One of my favorite talks is How to Lead When You’re Feeling Burned Out and inevitably the timing of the talk coincides with me needing to practice what I preach! I gave the talk several times this past fall and most of the questions the audience asked came back to boundaries, albeit phrased like “These are all great tips but how do you do this when it’s impossible to say no and take time for myself?”
And then I found myself in the middle of having to say no and I too thought it was impossible … at least to begin with I realized that there were four things I needed to figure out:
- What were the competing values I was dealing with? In my case it was a competing value between my own health and wanting to keep a client happy. My tendency is to keep a client happy and deal with my own health later, but I know (and tell others!) that this is not a good long term strategy. So I got clear that it’s ok for me to value my health over my client’s happiness and that became my guiding value.

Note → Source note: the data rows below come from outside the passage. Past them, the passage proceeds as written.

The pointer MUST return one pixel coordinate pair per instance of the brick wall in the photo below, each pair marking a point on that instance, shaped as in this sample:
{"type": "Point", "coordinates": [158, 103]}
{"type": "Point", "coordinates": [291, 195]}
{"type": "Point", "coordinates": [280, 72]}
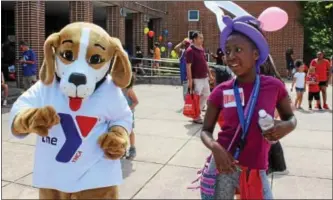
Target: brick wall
{"type": "Point", "coordinates": [115, 23]}
{"type": "Point", "coordinates": [29, 27]}
{"type": "Point", "coordinates": [138, 36]}
{"type": "Point", "coordinates": [80, 11]}
{"type": "Point", "coordinates": [290, 36]}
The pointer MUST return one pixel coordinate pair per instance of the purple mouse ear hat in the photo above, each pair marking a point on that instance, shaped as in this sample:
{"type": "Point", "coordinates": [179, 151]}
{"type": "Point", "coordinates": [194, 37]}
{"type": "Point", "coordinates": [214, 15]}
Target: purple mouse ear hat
{"type": "Point", "coordinates": [241, 25]}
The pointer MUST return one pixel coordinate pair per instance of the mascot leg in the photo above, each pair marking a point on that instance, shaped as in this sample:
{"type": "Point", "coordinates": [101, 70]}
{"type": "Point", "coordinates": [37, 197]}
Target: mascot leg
{"type": "Point", "coordinates": [99, 193]}
{"type": "Point", "coordinates": [52, 194]}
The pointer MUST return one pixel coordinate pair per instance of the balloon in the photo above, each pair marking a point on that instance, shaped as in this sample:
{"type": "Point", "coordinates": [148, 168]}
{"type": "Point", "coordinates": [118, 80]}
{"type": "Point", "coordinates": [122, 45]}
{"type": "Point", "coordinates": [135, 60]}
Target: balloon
{"type": "Point", "coordinates": [151, 34]}
{"type": "Point", "coordinates": [169, 45]}
{"type": "Point", "coordinates": [215, 7]}
{"type": "Point", "coordinates": [146, 30]}
{"type": "Point", "coordinates": [273, 19]}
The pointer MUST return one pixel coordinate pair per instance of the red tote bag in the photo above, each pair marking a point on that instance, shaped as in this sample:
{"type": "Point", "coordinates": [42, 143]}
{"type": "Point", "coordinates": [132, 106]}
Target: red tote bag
{"type": "Point", "coordinates": [192, 106]}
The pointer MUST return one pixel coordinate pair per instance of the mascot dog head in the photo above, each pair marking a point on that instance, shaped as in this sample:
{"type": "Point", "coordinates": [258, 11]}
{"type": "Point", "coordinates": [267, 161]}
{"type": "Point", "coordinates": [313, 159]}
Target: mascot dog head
{"type": "Point", "coordinates": [80, 55]}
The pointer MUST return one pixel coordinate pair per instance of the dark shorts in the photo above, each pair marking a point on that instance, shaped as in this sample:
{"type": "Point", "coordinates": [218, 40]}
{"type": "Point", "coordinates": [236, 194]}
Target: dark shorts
{"type": "Point", "coordinates": [314, 95]}
{"type": "Point", "coordinates": [299, 89]}
{"type": "Point", "coordinates": [323, 83]}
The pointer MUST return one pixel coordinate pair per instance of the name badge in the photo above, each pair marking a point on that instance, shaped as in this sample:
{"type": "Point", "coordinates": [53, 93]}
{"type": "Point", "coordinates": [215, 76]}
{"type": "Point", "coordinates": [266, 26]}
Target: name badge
{"type": "Point", "coordinates": [229, 99]}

- Whose monkey was it? William Oncken’s brilliant metaphor of collecting monkeys, which are tasks or problems that we take on for various reasons that rightly belong to someone else, became very relevant. This piece of work that had grown into a rather large monkey did, in fact, belong to my client, not me. Sometimes the ownership of the monkey may not be as clear, but in those cases, it’s ok to ask someone who also has a partial ownership in the monkey to take it on (especially if that other person has not properly looked after that monkey in the past!)

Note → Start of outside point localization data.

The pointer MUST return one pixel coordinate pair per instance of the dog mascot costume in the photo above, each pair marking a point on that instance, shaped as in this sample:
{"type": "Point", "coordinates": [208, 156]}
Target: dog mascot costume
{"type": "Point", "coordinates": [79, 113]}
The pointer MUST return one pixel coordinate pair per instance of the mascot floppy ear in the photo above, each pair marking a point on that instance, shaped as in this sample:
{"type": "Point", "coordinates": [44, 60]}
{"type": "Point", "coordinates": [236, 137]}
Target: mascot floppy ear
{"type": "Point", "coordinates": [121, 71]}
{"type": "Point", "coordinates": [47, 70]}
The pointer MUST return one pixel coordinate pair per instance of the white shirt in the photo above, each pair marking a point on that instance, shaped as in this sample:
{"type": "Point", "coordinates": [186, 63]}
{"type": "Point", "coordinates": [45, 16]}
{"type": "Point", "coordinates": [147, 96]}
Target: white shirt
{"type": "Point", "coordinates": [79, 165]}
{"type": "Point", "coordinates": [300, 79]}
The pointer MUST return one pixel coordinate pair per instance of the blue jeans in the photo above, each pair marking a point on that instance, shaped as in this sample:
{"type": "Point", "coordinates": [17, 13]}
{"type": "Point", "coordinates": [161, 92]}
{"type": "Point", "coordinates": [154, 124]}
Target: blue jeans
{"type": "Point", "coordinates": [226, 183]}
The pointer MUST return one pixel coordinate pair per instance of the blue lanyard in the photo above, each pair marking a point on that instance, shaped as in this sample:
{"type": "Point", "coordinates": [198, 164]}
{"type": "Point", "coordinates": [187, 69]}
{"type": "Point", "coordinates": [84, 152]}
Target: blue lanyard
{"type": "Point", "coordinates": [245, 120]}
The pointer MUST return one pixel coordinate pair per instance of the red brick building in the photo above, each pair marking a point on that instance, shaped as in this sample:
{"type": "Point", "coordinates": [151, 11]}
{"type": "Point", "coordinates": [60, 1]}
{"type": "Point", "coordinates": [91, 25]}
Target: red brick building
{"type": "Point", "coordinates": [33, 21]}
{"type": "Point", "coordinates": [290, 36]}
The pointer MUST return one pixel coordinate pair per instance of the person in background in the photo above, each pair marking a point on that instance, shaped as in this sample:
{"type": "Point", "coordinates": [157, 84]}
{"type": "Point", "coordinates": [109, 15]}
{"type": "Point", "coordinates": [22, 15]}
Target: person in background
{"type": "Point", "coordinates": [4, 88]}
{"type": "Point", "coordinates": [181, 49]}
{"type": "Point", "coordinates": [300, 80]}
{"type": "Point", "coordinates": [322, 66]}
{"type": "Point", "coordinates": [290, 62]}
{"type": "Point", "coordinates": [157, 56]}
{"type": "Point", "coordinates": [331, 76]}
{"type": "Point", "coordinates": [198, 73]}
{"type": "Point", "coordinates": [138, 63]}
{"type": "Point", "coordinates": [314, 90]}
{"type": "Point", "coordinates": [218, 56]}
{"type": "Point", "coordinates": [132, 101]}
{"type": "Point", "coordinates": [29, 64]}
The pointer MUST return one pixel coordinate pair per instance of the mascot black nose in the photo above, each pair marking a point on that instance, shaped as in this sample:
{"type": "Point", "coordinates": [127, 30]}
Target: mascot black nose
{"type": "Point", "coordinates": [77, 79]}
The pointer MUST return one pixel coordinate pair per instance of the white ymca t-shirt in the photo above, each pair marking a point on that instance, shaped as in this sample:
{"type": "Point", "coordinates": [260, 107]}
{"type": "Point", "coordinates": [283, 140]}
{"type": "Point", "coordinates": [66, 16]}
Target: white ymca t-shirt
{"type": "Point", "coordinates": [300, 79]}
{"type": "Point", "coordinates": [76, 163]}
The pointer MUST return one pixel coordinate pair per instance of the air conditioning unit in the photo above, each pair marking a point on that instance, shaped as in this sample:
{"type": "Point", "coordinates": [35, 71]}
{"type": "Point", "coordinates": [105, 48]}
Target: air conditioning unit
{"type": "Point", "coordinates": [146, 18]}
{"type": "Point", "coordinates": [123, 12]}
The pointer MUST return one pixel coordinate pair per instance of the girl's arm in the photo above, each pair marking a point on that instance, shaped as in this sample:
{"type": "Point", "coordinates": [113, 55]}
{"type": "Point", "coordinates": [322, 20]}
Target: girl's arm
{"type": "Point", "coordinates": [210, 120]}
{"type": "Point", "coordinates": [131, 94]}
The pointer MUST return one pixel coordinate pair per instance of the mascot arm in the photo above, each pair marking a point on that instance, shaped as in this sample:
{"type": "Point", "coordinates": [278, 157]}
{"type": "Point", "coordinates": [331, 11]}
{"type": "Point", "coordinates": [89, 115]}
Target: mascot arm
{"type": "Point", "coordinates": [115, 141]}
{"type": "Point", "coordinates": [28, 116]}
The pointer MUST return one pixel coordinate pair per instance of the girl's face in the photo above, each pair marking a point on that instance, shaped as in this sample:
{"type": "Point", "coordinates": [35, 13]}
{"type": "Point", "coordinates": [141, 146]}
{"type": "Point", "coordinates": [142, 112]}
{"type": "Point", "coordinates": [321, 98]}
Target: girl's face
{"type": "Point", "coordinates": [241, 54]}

- What feelings was I experiencing? I was stressed and frustrated but digging deeper, I realized I was a bit resentful. Feeling resentful comes from not being appreciated or being taken advantage of. This can happen when we impose “I should do this in order to be a good ___” or by someone else imposing their expectations on us. Getting clear on our feelings and, in particular, tuning into resentment can alert us to the fact that we need to set a boundary.
- What fears were surfacing? I was afraid that if I set a boundary my client would be upset, think less of me and then I would never get another contract ever from anyone else! I know that sounds irrational as I type it but these are the sorts of irrational fears that often prevent us from setting a boundary. In this case, I was able to get some perspective and realize that, given everything, it was doubtful this would happen and even if it did, it would not directly lead to no contracts ever! Often we don’t set boundaries because we are afraid a relationship will end. In that case, we need to ask ourselves if this is a healthy relationship to be in!
Working through these four things allowed me to set a boundary in a direct, respectful and grounded way. I was able to use my guiding value for why I could not complete this work and I did so from a place of confidence instead of frustration or resentment. Boundaries without drama has become my mantra!